An Intricate Link between MicroRNAs and Regulation of Autophagy in Cystic Fibrosis

Each year 1,000 individuals are diagnosed with Cystic Fibrosis (CF), a lethal, inherited disease characterized by severe infection and inflammation. Burkholderia cenocepacia (B.c), the most‐feared CF pathogen, harbors an innate antibiotic resistance to the majority of treatments and further exacerbates inflammation. Normally, invading microbes can be cleared through a highly‐regulated biological process called autophagy, however, this process is defective in CF. Furthermore, we demonstrated that B.c interrupts autophagic flux as it indirectly downregulates autophagy genes, causing increased bacterial burden and inflammation in CF macrophages. MicroRNAs (miRs) post‐transcriptionally regulate gene expression essential to numerous biological processes.

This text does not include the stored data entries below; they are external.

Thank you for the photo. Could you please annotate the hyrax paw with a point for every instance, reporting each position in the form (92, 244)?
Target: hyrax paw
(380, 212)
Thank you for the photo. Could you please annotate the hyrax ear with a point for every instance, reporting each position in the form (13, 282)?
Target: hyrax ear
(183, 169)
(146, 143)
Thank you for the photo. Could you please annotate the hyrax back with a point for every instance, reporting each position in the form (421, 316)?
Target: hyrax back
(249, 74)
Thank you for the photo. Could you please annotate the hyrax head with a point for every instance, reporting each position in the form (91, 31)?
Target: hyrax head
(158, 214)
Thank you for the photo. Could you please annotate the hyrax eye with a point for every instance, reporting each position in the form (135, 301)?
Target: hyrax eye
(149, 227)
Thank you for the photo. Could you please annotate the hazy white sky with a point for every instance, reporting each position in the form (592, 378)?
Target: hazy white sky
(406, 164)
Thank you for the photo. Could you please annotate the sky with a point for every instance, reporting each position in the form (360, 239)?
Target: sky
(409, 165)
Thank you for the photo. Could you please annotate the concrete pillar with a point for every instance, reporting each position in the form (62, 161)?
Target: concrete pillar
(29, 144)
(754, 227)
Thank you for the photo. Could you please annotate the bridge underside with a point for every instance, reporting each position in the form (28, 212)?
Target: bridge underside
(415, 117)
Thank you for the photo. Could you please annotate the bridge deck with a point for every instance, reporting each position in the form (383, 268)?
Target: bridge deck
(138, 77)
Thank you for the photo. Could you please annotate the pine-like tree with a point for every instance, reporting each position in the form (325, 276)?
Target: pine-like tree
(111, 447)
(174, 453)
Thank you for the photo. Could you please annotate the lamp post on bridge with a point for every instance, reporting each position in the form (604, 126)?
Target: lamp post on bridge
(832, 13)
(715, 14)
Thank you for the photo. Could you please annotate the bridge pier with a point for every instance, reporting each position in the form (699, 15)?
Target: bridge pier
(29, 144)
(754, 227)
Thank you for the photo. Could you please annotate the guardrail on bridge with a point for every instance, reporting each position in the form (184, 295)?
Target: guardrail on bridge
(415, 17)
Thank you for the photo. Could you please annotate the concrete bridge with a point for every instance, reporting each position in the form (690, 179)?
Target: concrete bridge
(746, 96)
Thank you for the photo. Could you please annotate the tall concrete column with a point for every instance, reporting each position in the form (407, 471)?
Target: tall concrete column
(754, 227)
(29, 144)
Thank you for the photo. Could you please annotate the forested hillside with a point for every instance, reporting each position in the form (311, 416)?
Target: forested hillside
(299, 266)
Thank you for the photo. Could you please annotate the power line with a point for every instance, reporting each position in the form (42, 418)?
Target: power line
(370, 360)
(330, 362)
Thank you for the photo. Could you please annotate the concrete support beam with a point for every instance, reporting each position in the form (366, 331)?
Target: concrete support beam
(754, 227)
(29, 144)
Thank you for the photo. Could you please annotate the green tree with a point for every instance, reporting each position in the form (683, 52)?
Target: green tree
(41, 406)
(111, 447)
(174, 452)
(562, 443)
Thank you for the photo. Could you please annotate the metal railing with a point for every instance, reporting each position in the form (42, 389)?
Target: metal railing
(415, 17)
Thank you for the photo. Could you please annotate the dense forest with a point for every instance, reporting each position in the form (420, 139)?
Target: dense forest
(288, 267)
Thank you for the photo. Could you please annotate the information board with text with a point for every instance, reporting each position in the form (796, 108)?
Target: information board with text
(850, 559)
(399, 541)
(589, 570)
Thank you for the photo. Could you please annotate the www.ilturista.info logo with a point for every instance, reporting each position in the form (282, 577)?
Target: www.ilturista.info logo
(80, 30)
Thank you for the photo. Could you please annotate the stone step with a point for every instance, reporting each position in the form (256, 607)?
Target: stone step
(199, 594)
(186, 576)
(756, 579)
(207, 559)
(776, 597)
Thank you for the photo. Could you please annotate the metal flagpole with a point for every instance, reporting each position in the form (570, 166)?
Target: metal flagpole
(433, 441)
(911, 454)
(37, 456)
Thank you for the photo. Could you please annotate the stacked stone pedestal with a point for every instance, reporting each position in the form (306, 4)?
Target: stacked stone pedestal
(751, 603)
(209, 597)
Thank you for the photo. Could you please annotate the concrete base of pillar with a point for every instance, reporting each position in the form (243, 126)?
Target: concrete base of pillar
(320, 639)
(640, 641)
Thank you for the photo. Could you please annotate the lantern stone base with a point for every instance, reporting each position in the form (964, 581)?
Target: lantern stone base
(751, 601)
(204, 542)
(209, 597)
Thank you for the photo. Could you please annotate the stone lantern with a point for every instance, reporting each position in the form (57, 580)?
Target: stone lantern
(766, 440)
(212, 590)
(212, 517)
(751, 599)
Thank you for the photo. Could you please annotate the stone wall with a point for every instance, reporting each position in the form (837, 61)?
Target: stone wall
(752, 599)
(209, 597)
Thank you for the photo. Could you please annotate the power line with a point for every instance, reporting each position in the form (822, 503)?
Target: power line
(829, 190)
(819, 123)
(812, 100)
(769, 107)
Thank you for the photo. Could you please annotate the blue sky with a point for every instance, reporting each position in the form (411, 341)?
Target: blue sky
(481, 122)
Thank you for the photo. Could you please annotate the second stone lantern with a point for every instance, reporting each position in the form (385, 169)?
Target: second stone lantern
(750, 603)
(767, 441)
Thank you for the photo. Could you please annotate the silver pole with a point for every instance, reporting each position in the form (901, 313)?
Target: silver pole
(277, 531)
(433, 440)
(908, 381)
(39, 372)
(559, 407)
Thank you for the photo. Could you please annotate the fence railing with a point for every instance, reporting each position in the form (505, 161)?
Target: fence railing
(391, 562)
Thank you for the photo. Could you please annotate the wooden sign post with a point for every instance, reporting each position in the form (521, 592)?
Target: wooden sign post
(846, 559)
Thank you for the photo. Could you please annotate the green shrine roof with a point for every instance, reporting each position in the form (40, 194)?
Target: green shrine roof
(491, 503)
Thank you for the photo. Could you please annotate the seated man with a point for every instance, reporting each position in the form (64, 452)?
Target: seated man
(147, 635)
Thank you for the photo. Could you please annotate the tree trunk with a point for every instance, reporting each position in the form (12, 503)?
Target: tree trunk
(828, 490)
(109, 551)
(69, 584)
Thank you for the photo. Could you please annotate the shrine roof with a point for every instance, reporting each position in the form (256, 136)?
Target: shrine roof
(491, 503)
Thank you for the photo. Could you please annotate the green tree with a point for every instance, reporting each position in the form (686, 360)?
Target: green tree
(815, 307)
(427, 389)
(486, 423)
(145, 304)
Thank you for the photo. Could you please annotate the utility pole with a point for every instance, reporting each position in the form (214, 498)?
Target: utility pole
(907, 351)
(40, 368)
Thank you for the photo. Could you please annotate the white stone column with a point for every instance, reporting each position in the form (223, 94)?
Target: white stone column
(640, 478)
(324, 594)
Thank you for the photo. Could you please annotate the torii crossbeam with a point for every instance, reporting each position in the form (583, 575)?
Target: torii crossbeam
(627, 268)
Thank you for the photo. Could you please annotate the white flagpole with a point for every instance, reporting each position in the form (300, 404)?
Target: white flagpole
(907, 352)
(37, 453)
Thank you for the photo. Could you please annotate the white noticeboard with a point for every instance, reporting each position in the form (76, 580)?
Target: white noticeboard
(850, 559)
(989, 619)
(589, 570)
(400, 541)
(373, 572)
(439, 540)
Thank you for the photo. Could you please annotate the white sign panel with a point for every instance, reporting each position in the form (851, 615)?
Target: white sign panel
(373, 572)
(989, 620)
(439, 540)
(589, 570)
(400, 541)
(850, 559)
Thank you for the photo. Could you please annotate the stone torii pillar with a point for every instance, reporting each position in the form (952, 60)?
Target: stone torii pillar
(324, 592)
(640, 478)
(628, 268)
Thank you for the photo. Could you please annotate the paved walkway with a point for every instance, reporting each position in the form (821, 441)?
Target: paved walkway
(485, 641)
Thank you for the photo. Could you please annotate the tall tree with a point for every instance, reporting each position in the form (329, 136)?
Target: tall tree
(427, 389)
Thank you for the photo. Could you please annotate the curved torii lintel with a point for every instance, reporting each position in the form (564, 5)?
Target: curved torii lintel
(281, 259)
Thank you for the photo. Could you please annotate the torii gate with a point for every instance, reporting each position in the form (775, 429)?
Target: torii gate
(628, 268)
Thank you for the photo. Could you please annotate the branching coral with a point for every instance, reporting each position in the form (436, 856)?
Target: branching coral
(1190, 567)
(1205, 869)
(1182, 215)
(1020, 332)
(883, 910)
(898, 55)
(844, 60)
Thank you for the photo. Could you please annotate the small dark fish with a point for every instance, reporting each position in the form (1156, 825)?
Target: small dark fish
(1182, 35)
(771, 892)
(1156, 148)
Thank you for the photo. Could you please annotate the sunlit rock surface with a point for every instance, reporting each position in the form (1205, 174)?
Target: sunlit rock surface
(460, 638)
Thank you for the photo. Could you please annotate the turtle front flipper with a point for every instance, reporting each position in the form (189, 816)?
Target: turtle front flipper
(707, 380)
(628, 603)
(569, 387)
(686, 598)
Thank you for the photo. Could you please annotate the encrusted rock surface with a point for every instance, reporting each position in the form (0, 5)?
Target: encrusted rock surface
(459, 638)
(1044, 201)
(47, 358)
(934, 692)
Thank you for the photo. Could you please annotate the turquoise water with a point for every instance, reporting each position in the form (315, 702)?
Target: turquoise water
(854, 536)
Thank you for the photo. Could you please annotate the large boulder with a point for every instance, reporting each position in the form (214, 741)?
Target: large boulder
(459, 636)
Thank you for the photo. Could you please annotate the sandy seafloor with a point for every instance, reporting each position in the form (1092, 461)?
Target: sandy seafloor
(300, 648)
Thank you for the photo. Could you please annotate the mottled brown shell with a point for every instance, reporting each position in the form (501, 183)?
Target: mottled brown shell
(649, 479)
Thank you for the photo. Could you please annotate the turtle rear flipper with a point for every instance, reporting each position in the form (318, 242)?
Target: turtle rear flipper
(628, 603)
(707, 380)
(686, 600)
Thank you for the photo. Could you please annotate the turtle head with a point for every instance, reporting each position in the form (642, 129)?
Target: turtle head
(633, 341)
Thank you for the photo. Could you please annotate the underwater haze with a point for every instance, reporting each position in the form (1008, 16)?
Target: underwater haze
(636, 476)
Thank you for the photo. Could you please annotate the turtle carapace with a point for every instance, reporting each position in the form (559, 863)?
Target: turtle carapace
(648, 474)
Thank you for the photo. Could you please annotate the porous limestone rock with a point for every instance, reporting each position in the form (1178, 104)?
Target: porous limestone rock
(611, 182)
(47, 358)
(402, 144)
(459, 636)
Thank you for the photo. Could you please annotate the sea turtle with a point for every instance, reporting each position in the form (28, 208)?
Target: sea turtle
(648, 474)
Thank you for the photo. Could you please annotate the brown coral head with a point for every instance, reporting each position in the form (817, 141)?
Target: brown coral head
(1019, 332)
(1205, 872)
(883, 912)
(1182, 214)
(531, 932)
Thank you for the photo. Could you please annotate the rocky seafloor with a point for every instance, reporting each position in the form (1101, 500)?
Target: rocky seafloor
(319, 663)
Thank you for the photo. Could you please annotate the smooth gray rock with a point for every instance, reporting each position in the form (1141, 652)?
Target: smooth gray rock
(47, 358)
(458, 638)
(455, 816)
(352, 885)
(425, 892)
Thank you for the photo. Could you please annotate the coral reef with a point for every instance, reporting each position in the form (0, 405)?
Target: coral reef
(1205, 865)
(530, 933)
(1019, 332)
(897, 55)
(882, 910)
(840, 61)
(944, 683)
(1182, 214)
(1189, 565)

The underlying mechanism of dysfunctional autophagy in CF macrophages remains unknown. As autophagy is a cellular innate immune response to pathogen clearance, we hypothesize that CF macrophages exhibit elevated miRNA expression that downregulate autophagy‐targeted genes thus contributing to autophagy dysfunction and facilitating infection and inflammation. qRT‐PCR results reveal a specific cluster of miRNAs, predicted to target autophagy genes, is elevated in CF macrophages. Macrophages lacking these miRs exhibit increased autophagy protein expression. Luciferase assays validate the autophagy targets of these miRs. Increased levels of active transcription factor, c‐myc, propose a mechanism for the elevated cluster level, as inhibiting c‐myc increases autophagy protein expression in CF macrophages. Together, these data demonstrate miRNA regulation of autophagy modulates the pathophysiology of CF.